Hospital of Traditional Chinese Medicine Affiliated to the Fourth Clinical Medical College of Xinjiang Medical University, Urumqi, China.
College of Public Health, Xinjiang Medical University, Urumqi, China.
J Diabetes Res. 2020 Sep 24;2020:6873891. doi: 10.1155/2020/6873891. eCollection 2020.
An estimated 425 million people globally have diabetes, accounting for 12% of the world's health expenditures, and the number continues to grow, placing a huge burden on the healthcare system, especially in those remote, underserved areas.

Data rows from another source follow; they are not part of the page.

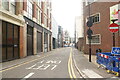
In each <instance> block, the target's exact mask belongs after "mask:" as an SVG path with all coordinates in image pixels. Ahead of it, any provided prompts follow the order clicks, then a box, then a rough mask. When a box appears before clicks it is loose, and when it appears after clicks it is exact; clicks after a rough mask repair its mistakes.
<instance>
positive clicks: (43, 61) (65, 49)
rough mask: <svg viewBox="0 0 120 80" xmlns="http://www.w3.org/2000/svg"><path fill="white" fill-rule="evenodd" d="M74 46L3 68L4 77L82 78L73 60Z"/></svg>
mask: <svg viewBox="0 0 120 80" xmlns="http://www.w3.org/2000/svg"><path fill="white" fill-rule="evenodd" d="M72 50H73V49H72V48H61V49H55V50H53V51H51V52H48V53H44V55H35V56H34V57H36V58H35V59H32V60H29V59H28V60H27V61H26V62H24V63H21V64H18V65H15V66H12V67H9V68H7V69H4V70H2V71H1V72H2V78H20V79H22V78H76V77H77V78H80V76H79V74H78V72H77V70H76V69H75V67H74V64H73V60H72Z"/></svg>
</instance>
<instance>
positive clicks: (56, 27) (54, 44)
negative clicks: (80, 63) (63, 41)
mask: <svg viewBox="0 0 120 80" xmlns="http://www.w3.org/2000/svg"><path fill="white" fill-rule="evenodd" d="M57 36H58V24H57V22H56V20H55V19H54V17H53V16H52V41H53V42H52V43H53V49H56V48H58V37H57Z"/></svg>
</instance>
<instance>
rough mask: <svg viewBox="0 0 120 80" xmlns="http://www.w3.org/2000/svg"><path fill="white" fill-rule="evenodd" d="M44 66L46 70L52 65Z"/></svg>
mask: <svg viewBox="0 0 120 80" xmlns="http://www.w3.org/2000/svg"><path fill="white" fill-rule="evenodd" d="M44 67H45V68H42V69H43V70H46V69H47V68H48V67H50V65H47V66H45V65H44Z"/></svg>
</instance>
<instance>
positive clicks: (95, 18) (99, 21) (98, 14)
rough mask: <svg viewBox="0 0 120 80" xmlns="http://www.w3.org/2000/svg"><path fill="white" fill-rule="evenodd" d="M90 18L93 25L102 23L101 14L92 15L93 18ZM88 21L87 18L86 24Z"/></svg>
mask: <svg viewBox="0 0 120 80" xmlns="http://www.w3.org/2000/svg"><path fill="white" fill-rule="evenodd" d="M90 17H91V19H92V22H93V24H95V23H99V22H100V14H99V13H97V14H94V15H92V16H90ZM88 19H89V17H87V20H86V22H87V21H88Z"/></svg>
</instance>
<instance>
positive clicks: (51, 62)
mask: <svg viewBox="0 0 120 80" xmlns="http://www.w3.org/2000/svg"><path fill="white" fill-rule="evenodd" d="M46 63H54V64H55V63H56V61H52V60H50V61H47V62H46Z"/></svg>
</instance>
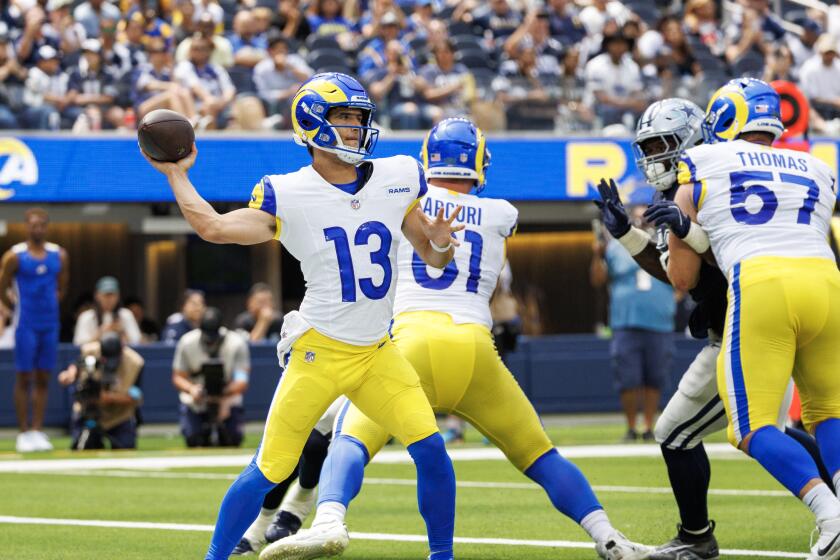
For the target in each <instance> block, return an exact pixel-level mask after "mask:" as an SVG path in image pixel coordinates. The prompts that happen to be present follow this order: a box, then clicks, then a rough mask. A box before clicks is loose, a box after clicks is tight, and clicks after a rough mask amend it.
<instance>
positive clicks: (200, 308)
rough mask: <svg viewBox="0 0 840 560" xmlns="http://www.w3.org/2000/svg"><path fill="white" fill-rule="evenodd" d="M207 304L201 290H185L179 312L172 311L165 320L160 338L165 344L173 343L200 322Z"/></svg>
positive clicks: (203, 315) (179, 339)
mask: <svg viewBox="0 0 840 560" xmlns="http://www.w3.org/2000/svg"><path fill="white" fill-rule="evenodd" d="M205 309H207V305H206V303H205V301H204V292H202V291H201V290H187V291H185V292H184V295H183V298H182V301H181V312H180V313H174V314H172V315H171V316H169V318H168V319H167V320H166V327H164V329H163V336H161V340H162V341H163V342H166V343H167V344H175V343H176V342H178V340H180V339H181V337H182V336H184V335H185V334H187V333H188V332H190V331H191V330H193V329H197V328H198V327H199V325H200V324H201V318H202V317H203V316H204V311H205Z"/></svg>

A total of 584,168 adult subjects who have participated in the national physical examination were enrolled in this study. The risk factors for type II diabetes mellitus (T2DM) were identified by values and odds ratio, using logistic regression (LR) based on variables of physical measurement and a questionnaire. Combined with the risk factors selected by LR, we used a decision tree, a random forest, AdaBoost with a decision tree (AdaBoost), and an extreme gradient boosting decision tree (XGBoost) to identify individuals with T2DM, compared the performance of the four machine learning classifiers, and used the best-performing classifier to output the degree of variables' importance scores of T2DM.
The results indicated that XGBoost had the best performance (accuracy = 0.906, precision = 0.910, recall = 0.902, -1 = 0.906, and AUC = 0.968). The degree of variables' importance scores in XGBoost showed that BMI was the most significant feature, followed by age, waist circumference, systolic pressure, ethnicity, smoking amount, fatty liver, hypertension, physical activity, drinking status, dietary ratio (meat to vegetables), drink amount, smoking status, and diet habit (oil loving).
We proposed a classifier based on LR-XGBoost which used fourteen variables of patients which are easily obtained and noninvasive as predictor variables to identify potential incidents of T2DM. The classifier can accurately screen the risk of diabetes in the early phrase, and the degree of variables' importance scores gives a clue to prevent diabetes occurrence.
全球约有 4.25 亿人患有糖尿病,占全球卫生支出的 12%,且这一数字还在不断增加,这给医疗系统带来了巨大负担,尤其是在那些偏远、服务不足的地区。
本研究共纳入 584168 名参加全国体检的成年受试者。采用基于体格测量和问卷调查的变量的逻辑回归(LR)确定 2 型糖尿病(T2DM)的危险因素。结合 LR 选择的危险因素,采用决策树、随机森林、基于决策树的 AdaBoost(AdaBoost)和极端梯度提升决策树(XGBoost)识别 T2DM 患者,比较四种机器学习分类器的性能,并使用性能最佳的分类器输出 T2DM 变量重要性得分。
结果表明,XGBoost 的性能最佳(准确率=0.906、精确率=0.910、召回率=0.902、F1 值=0.906 和 AUC=0.968)。XGBoost 中变量重要性得分显示,BMI 是最重要的特征,其次是年龄、腰围、收缩压、种族、吸烟量、脂肪肝、高血压、体力活动、饮酒状态、饮食比例(肉与蔬菜)、饮酒量、吸烟状况和饮食习惯(爱吃油)。
我们提出了一种基于 LR-XGBoost 的分类器,该分类器使用患者的 14 个易于获得且非侵入性的变量作为预测变量来识别 T2DM 的潜在事件。该分类器可以准确地筛查早期糖尿病的风险,变量重要性得分可以提供预防糖尿病发生的线索。